Where I think this mode may make load balancing more adaptive is where there is variability in the groups and the processing times of messages.

For example, consumer 1 gets assigned group 1 and processes 1 available message and then accepts it, there are no more messages at present for that group. It then gets messages sent for groups 3, 5 and 6 say. If those groups now get a lot of messages, consumer 1 may become quite busy. If another set of messages for group 1 are published, why not allow them to be processed by a different consumer. Assuming of course that the requirement is simply in-order processing.

I'm certainly not claiming this is perfect. However it seems to me that it is not necessary in all cases to maintain the stickiness for the lifetime of the consumer.

This makes me think there is a case for a 3rd mode of stickiness:
non-stick mode.

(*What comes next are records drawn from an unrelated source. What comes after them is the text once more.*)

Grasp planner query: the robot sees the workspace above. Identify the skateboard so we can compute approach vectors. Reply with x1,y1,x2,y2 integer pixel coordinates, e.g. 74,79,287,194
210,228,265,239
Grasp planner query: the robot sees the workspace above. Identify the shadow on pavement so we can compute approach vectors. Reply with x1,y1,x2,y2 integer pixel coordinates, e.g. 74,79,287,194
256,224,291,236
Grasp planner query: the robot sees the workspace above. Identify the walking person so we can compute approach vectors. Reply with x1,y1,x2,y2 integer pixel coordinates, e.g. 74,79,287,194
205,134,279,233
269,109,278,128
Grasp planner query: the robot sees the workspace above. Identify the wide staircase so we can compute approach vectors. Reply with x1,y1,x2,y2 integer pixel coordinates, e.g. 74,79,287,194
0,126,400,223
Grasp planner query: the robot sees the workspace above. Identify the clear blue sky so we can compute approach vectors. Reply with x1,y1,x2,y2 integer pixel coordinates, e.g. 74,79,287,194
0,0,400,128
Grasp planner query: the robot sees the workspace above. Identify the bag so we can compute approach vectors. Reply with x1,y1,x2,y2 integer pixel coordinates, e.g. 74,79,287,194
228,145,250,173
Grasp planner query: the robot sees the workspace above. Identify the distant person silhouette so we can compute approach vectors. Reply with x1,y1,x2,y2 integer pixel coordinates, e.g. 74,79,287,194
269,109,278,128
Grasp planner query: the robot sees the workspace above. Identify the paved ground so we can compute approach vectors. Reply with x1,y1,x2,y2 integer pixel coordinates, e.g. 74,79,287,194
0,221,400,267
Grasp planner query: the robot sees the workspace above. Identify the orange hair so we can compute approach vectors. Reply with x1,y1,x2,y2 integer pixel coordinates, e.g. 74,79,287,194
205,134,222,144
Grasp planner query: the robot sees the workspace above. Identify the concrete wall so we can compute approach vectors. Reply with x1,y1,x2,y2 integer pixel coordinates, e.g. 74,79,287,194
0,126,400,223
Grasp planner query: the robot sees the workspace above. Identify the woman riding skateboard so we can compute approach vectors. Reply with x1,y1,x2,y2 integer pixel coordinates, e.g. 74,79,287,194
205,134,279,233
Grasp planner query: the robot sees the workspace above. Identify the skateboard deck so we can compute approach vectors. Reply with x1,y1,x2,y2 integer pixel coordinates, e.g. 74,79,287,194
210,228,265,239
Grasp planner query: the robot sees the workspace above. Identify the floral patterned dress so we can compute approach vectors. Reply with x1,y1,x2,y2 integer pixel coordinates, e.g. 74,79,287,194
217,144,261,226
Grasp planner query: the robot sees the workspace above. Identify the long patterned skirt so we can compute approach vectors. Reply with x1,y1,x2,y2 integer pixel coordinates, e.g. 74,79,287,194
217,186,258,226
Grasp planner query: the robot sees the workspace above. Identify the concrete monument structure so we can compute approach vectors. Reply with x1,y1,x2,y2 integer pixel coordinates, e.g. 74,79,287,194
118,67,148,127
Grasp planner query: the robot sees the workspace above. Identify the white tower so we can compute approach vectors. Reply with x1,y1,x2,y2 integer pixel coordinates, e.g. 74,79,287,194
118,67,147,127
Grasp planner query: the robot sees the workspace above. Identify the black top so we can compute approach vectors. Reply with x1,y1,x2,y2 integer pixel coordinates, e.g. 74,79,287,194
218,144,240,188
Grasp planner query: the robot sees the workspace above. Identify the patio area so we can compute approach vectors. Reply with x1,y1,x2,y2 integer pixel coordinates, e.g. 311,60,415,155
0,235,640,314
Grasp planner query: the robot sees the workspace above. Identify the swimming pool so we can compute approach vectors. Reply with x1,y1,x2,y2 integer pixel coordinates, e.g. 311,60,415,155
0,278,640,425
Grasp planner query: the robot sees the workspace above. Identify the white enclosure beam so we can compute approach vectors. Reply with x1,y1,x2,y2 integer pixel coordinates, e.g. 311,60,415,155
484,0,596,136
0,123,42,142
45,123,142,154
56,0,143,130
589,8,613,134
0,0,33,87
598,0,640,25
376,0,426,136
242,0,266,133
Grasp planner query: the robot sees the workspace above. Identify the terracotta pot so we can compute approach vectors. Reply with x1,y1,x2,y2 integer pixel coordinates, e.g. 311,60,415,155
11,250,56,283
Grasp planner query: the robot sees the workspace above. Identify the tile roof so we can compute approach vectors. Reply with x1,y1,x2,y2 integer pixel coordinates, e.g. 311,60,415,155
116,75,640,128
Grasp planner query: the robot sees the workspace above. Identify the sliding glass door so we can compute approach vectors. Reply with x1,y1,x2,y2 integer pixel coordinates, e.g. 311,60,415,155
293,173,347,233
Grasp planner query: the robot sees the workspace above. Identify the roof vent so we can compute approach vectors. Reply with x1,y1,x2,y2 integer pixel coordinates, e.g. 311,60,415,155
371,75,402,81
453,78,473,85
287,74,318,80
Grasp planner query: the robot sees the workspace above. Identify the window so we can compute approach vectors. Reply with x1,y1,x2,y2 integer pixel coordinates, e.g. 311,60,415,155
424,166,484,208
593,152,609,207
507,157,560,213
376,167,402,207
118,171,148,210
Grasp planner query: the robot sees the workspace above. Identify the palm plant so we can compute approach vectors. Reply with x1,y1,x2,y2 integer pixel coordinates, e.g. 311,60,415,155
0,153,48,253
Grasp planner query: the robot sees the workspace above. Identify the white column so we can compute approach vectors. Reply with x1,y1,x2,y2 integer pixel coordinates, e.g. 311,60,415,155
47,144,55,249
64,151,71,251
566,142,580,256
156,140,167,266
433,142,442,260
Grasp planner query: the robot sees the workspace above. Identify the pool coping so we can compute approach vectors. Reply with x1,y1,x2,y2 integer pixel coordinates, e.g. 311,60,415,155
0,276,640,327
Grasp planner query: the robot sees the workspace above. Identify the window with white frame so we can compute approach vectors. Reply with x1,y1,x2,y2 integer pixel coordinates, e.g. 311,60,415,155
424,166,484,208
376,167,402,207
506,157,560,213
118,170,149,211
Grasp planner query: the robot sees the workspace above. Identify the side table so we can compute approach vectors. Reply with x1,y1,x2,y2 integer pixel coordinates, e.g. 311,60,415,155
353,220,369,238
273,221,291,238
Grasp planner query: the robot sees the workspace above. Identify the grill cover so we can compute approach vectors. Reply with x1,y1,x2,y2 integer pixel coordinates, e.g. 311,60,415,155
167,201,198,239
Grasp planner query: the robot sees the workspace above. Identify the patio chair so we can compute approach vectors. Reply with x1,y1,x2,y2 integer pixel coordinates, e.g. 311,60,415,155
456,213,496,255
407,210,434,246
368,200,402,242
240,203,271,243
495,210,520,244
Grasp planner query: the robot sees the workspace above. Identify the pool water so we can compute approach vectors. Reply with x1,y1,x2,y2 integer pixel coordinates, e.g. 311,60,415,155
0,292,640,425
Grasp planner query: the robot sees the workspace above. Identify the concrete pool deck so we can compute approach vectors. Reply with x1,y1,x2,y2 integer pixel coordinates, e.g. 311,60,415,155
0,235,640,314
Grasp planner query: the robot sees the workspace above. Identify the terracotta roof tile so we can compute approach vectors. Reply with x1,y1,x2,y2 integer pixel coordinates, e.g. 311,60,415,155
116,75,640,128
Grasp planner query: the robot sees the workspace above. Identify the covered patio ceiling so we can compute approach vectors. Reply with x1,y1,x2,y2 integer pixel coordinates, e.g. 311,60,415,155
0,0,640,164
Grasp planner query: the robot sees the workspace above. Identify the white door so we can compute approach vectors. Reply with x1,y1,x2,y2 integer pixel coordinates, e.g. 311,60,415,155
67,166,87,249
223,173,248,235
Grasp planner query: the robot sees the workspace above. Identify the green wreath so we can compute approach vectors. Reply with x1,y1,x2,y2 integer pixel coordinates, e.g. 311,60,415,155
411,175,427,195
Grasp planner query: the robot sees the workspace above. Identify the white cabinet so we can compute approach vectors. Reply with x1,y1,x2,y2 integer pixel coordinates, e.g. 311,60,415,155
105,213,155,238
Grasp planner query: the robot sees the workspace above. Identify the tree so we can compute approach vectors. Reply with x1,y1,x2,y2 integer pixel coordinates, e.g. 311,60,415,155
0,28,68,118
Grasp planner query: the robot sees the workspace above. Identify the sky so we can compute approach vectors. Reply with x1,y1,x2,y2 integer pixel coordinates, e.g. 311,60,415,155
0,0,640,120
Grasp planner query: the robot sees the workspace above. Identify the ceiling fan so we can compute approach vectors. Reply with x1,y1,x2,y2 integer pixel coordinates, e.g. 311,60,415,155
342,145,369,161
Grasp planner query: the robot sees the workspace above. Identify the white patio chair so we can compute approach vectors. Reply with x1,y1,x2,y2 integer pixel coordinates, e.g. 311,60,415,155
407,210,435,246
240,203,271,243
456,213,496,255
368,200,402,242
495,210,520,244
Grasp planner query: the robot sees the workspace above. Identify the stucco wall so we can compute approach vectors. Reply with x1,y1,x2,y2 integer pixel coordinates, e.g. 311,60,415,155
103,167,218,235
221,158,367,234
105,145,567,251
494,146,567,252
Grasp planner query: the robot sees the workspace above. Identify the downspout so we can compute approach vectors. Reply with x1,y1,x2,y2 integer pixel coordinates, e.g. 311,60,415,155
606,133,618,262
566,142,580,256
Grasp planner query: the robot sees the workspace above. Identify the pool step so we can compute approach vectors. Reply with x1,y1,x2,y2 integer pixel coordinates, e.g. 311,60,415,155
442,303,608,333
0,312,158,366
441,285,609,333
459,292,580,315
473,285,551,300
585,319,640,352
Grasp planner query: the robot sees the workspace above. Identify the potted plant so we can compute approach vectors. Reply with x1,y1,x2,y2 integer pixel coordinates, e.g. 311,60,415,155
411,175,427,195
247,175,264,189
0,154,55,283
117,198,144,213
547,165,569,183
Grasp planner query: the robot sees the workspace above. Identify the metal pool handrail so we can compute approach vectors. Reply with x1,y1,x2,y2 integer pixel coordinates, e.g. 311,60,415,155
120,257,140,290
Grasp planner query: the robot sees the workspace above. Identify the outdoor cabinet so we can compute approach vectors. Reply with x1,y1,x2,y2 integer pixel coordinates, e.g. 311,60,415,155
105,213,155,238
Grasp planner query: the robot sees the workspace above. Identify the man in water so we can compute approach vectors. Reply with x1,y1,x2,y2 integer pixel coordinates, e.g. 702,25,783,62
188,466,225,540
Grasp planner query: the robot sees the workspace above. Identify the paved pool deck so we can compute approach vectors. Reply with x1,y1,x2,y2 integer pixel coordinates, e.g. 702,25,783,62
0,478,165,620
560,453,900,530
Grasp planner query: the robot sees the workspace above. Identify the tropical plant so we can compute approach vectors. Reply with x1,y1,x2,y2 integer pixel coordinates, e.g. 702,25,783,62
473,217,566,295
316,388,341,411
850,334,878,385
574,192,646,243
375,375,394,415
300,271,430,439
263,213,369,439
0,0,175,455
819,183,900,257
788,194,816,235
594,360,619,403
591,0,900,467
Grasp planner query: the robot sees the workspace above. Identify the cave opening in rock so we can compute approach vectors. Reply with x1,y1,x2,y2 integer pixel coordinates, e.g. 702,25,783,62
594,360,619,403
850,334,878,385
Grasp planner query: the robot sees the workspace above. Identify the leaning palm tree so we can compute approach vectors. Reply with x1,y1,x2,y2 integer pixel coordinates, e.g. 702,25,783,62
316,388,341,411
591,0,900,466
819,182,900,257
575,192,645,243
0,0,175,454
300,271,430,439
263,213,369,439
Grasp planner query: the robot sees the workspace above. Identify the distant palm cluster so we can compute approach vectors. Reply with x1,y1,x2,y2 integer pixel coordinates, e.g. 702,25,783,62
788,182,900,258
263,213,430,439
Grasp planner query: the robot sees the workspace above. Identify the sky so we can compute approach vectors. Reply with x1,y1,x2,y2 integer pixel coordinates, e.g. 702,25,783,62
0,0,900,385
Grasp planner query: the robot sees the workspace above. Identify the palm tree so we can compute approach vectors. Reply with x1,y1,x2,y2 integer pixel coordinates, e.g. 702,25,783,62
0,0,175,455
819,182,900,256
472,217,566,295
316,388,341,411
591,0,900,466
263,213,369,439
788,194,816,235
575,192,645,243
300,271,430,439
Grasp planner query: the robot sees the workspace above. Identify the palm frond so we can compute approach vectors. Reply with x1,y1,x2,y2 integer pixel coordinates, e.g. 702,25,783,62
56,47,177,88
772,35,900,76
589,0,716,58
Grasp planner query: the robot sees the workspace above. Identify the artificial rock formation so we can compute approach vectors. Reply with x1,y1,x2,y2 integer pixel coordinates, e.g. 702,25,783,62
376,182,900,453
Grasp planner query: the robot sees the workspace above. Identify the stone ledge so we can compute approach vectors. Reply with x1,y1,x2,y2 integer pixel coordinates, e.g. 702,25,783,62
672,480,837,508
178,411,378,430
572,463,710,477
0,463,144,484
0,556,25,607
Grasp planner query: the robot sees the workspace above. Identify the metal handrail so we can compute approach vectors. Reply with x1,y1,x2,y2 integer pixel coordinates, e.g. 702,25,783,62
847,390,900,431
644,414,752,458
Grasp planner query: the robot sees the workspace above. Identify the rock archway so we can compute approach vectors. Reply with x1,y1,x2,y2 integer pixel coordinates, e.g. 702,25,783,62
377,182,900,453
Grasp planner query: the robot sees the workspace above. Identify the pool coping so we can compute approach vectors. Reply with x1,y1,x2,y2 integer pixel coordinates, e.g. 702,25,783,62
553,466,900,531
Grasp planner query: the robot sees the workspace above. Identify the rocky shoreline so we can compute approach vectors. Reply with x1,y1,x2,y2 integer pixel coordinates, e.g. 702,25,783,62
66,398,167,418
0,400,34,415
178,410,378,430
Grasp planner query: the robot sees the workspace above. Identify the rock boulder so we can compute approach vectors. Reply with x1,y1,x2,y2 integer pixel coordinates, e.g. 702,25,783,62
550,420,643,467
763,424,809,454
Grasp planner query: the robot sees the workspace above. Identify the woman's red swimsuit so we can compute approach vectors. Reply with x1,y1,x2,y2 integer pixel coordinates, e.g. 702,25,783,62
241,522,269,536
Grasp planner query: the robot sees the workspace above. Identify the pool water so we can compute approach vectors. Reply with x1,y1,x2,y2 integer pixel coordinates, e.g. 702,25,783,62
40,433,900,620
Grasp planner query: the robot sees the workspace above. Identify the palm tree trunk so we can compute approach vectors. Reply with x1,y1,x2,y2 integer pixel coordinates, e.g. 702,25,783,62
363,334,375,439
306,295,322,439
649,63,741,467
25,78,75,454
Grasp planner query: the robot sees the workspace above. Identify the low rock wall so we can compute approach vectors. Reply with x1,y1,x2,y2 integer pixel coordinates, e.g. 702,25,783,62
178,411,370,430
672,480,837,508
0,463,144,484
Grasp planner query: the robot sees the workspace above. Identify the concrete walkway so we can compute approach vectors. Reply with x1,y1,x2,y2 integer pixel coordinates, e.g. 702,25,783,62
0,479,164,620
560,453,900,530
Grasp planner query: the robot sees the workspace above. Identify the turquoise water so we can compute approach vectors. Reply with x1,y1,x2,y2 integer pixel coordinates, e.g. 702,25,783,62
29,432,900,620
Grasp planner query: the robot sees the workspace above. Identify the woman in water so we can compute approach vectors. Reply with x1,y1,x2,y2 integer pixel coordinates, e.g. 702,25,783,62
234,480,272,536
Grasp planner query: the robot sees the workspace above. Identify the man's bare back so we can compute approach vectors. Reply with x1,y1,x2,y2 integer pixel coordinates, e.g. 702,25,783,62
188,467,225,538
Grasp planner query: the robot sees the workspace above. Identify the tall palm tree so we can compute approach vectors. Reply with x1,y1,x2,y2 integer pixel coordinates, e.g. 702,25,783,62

In this mode we randomly chose the next consumer when
the current consumer acks. Clearly this will lower the possible msg/sec
throughput since you are effectively doing synchronous messaging.
However it may still be relevant where the msg/sec throughput is low
anyway but the need for fair load balancing is high - e.g. very large
messages or messages that require a long time to process. In that case
the extra time added by synchronous messages may be negligible, but the
automatic distribution of load is very valuable.

Why not just set the prefetch on the consumers to 0 or 1, and have the consumer accept each message as it is processed. That would seem to achieve the same thing and is exactly what you would do to improve the fairness of distribution without message groups (again at the expense of throughput).